Greece is returning to the financial markets to borrow money for the first time in three years.
In what is being seen as an important milestone for Greece, the country's Debt Management Agency announced plans to sell bonds that will repaid in five years.
Since 2010 the Greek government has been dependent on bailout money to meet its borrowing needs.
It is the first sale of government debt since 2014, when the country made a brief return to the markets.
The bailouts began when Greece was frozen out of the financial markets. It was unable to borrow what it needed as investors become convinced it would not be able to repay.
In the year before the first bailout started, the deficit in the Greek government's finances was €35 billion, equivalent to 15 percent of its total national income, or GDP.

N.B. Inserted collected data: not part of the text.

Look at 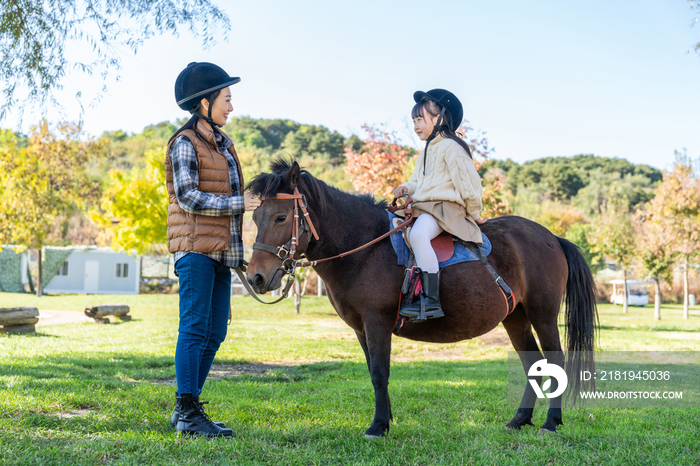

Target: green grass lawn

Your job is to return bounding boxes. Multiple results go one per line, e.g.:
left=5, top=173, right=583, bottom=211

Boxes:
left=0, top=294, right=698, bottom=465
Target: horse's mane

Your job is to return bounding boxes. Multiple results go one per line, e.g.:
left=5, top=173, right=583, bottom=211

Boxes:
left=246, top=158, right=389, bottom=215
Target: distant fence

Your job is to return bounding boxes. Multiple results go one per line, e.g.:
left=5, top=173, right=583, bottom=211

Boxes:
left=140, top=256, right=176, bottom=280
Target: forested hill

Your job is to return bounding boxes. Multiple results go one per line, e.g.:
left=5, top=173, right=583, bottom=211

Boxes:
left=96, top=116, right=662, bottom=214
left=480, top=155, right=662, bottom=216
left=98, top=116, right=363, bottom=190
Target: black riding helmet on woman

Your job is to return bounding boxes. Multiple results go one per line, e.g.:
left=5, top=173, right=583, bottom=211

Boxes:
left=165, top=62, right=261, bottom=438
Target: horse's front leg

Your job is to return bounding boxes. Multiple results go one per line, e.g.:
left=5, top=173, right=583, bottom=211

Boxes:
left=357, top=320, right=393, bottom=438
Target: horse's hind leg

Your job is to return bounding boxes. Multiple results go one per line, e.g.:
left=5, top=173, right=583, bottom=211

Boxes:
left=530, top=319, right=565, bottom=433
left=502, top=306, right=544, bottom=430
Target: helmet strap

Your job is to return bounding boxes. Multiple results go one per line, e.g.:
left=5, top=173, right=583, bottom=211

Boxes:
left=422, top=107, right=446, bottom=175
left=435, top=107, right=446, bottom=130
left=193, top=91, right=222, bottom=129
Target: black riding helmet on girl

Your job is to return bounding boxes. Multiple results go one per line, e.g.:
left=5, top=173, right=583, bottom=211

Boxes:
left=412, top=88, right=472, bottom=174
left=174, top=62, right=241, bottom=128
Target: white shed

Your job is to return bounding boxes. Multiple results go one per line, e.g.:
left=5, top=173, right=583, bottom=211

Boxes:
left=43, top=247, right=140, bottom=295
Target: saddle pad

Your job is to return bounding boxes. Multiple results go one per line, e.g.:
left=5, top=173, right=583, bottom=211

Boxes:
left=387, top=212, right=492, bottom=268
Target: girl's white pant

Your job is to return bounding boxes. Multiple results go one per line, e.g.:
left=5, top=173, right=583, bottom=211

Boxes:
left=409, top=214, right=443, bottom=273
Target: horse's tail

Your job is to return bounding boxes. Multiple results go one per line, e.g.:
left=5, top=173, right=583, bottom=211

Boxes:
left=557, top=236, right=598, bottom=398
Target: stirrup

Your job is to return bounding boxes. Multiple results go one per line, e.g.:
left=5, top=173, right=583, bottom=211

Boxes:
left=400, top=296, right=444, bottom=323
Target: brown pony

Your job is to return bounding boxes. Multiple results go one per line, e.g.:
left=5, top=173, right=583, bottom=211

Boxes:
left=246, top=160, right=597, bottom=437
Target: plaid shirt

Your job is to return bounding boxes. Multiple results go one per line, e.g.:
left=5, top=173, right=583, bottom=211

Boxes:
left=170, top=132, right=245, bottom=269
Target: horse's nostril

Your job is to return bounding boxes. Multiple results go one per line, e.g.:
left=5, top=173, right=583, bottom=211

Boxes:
left=253, top=273, right=265, bottom=288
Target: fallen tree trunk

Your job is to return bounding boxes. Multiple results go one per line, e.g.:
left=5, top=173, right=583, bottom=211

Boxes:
left=0, top=307, right=40, bottom=326
left=0, top=324, right=36, bottom=334
left=84, top=305, right=129, bottom=319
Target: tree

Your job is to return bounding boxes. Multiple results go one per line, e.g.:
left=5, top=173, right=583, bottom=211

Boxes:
left=0, top=0, right=230, bottom=121
left=344, top=124, right=412, bottom=200
left=564, top=223, right=603, bottom=274
left=456, top=121, right=495, bottom=172
left=292, top=267, right=312, bottom=315
left=480, top=170, right=512, bottom=218
left=0, top=121, right=103, bottom=296
left=690, top=0, right=700, bottom=53
left=645, top=153, right=700, bottom=319
left=587, top=205, right=635, bottom=313
left=90, top=149, right=168, bottom=255
left=632, top=210, right=673, bottom=320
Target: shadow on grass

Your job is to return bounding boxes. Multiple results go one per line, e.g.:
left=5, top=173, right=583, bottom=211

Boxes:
left=0, top=353, right=514, bottom=437
left=0, top=353, right=510, bottom=387
left=596, top=325, right=700, bottom=332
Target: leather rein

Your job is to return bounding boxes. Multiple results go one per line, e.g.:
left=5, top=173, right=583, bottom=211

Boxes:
left=241, top=188, right=414, bottom=304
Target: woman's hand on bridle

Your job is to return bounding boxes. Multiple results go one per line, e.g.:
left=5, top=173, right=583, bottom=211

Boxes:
left=244, top=193, right=262, bottom=211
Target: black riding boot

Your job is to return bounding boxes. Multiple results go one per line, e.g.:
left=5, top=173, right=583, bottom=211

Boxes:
left=399, top=271, right=444, bottom=323
left=176, top=393, right=234, bottom=438
left=170, top=393, right=226, bottom=428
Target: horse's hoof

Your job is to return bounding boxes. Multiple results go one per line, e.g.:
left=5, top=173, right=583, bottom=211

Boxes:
left=505, top=424, right=521, bottom=431
left=364, top=425, right=388, bottom=438
left=539, top=427, right=558, bottom=434
left=364, top=434, right=383, bottom=439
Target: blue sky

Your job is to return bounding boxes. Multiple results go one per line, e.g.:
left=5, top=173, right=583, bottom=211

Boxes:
left=4, top=0, right=700, bottom=171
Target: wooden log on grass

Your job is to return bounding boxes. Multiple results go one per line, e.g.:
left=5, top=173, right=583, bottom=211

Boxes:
left=84, top=305, right=130, bottom=323
left=0, top=324, right=36, bottom=334
left=0, top=307, right=40, bottom=326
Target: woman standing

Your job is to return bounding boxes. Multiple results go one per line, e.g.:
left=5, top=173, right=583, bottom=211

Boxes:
left=165, top=62, right=261, bottom=438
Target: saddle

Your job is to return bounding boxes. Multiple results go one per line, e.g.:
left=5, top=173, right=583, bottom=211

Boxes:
left=393, top=223, right=516, bottom=336
left=403, top=228, right=455, bottom=262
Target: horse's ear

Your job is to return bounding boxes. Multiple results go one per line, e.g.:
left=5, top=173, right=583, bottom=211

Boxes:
left=283, top=161, right=301, bottom=191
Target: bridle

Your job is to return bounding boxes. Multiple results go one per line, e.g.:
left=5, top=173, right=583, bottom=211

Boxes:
left=242, top=187, right=413, bottom=304
left=253, top=187, right=319, bottom=271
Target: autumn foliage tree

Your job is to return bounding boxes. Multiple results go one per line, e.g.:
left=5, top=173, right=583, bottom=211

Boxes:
left=456, top=121, right=493, bottom=172
left=644, top=155, right=700, bottom=319
left=456, top=121, right=511, bottom=218
left=343, top=124, right=411, bottom=200
left=90, top=149, right=168, bottom=255
left=344, top=120, right=510, bottom=219
left=632, top=210, right=673, bottom=320
left=0, top=121, right=103, bottom=296
left=588, top=205, right=635, bottom=313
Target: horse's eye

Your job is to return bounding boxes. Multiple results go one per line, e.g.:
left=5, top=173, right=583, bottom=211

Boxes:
left=275, top=215, right=286, bottom=223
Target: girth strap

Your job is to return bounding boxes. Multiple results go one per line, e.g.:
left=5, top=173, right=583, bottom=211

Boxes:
left=462, top=241, right=516, bottom=319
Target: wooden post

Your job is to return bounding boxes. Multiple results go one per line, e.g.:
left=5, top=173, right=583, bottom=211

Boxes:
left=36, top=248, right=43, bottom=298
left=683, top=255, right=690, bottom=319
left=653, top=277, right=661, bottom=321
left=622, top=270, right=628, bottom=314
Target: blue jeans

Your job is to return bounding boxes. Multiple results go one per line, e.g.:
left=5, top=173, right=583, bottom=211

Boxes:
left=174, top=253, right=231, bottom=396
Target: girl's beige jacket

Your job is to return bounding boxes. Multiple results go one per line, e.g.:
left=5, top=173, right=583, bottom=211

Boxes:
left=400, top=134, right=483, bottom=220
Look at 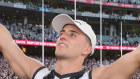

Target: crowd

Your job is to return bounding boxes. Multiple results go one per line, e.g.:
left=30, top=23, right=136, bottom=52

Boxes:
left=102, top=0, right=140, bottom=5
left=2, top=22, right=139, bottom=47
left=1, top=0, right=140, bottom=5
left=1, top=0, right=140, bottom=21
left=96, top=35, right=140, bottom=47
left=0, top=55, right=140, bottom=79
left=4, top=22, right=58, bottom=42
left=0, top=55, right=19, bottom=79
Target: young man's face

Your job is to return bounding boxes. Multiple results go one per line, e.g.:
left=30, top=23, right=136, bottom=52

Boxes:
left=55, top=24, right=91, bottom=59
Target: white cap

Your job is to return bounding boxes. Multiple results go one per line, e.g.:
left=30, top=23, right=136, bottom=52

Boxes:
left=52, top=14, right=96, bottom=56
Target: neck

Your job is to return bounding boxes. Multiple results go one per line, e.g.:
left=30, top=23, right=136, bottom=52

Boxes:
left=55, top=58, right=84, bottom=75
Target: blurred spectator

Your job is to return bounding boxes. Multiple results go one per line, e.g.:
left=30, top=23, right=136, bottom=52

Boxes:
left=0, top=55, right=140, bottom=78
left=0, top=18, right=3, bottom=24
left=2, top=22, right=140, bottom=47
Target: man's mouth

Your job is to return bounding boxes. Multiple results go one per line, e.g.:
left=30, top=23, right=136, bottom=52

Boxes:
left=59, top=43, right=68, bottom=47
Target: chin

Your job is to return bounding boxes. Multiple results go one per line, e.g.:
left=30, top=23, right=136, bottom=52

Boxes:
left=55, top=54, right=67, bottom=59
left=55, top=51, right=68, bottom=59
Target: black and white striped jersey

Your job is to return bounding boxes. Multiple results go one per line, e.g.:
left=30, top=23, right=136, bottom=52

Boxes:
left=32, top=66, right=92, bottom=79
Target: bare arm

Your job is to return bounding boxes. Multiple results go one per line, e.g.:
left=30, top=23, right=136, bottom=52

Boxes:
left=92, top=45, right=140, bottom=79
left=0, top=24, right=44, bottom=79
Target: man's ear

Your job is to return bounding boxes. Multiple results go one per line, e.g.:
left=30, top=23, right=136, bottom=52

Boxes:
left=82, top=45, right=92, bottom=55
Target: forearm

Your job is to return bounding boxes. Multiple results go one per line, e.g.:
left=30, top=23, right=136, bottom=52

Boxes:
left=2, top=42, right=44, bottom=79
left=120, top=52, right=140, bottom=77
left=105, top=51, right=140, bottom=79
left=0, top=24, right=27, bottom=78
left=0, top=24, right=44, bottom=79
left=134, top=45, right=140, bottom=64
left=2, top=42, right=29, bottom=78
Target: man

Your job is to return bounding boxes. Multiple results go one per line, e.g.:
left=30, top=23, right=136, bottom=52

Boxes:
left=0, top=14, right=140, bottom=79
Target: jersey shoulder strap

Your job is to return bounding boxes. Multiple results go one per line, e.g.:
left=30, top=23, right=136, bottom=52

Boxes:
left=32, top=66, right=50, bottom=79
left=80, top=69, right=92, bottom=79
left=88, top=69, right=92, bottom=79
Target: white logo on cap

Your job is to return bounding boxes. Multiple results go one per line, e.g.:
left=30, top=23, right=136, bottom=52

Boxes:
left=75, top=20, right=86, bottom=25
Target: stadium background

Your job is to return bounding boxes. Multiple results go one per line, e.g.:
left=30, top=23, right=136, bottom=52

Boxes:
left=0, top=0, right=140, bottom=78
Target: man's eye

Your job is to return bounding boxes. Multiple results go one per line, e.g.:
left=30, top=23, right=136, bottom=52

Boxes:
left=70, top=33, right=76, bottom=37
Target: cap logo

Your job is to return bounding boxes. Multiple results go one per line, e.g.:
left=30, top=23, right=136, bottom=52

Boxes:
left=75, top=20, right=86, bottom=25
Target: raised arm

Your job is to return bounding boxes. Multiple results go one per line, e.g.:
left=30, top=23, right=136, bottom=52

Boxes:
left=0, top=24, right=44, bottom=79
left=92, top=45, right=140, bottom=79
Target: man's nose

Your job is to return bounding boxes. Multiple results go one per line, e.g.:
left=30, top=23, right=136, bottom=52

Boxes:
left=59, top=32, right=69, bottom=41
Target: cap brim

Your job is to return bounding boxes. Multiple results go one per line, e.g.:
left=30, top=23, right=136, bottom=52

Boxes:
left=52, top=14, right=75, bottom=33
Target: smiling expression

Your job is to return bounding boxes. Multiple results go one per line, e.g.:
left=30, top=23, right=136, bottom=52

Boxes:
left=55, top=24, right=91, bottom=59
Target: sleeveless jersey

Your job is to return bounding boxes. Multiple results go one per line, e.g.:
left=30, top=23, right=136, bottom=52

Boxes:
left=32, top=66, right=92, bottom=79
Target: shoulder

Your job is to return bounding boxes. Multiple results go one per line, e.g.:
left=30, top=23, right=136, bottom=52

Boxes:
left=32, top=66, right=50, bottom=79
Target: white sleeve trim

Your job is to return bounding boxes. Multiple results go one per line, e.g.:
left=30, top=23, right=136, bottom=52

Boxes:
left=33, top=67, right=50, bottom=79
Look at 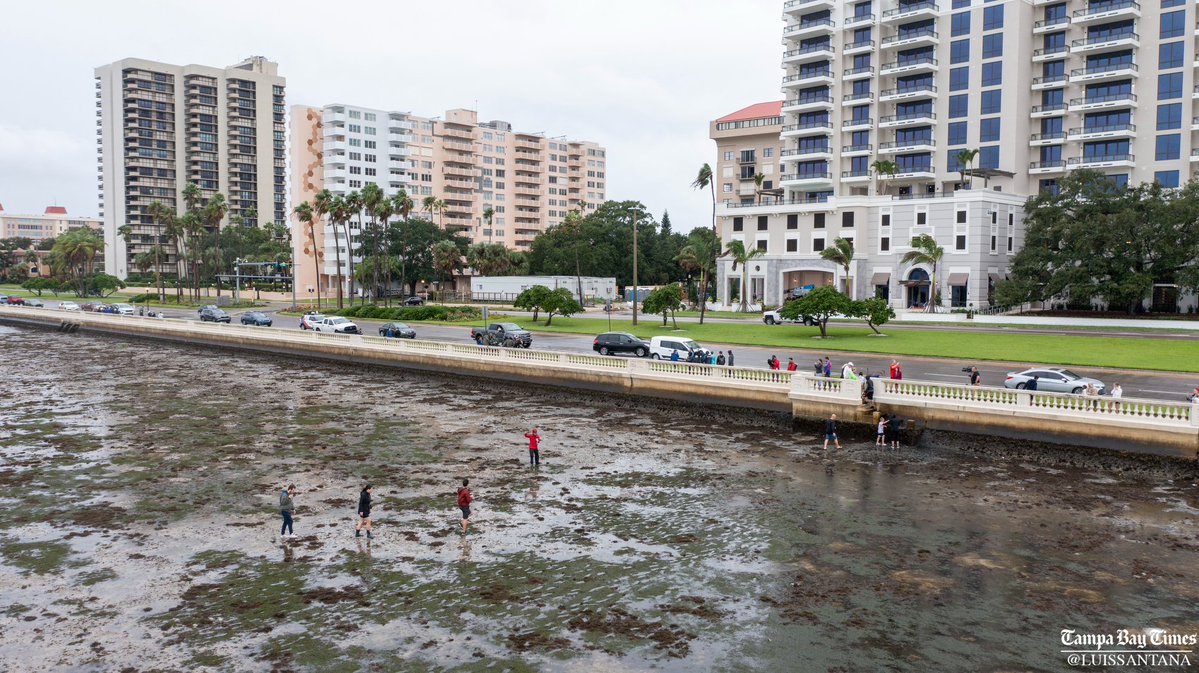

Greece is now into its third bailout loan programme. The main source of finance has been the eurozone - for the first loan the money came from other governments that use the currency, and EU bailout agencies supplied funds for the second two.
In total Greece has received bailout payments of more than a quarter of a trillion euros, and there's as much as 47bn euros more available over the next year.
Greece also had the benefit of a restructuring of the debt it owed to the private sector.
When the bailout payments end, the aim is for the Greek government to be able to meet all its financial needs from taxation and borrowing in the markets. What Greece is doing now is a "toe in the water" - an attempt to get some indication of how well that process might go.
The final payment in the current, third, bailout will be made next year. The final repayment by Greece is due more than 40 years from now.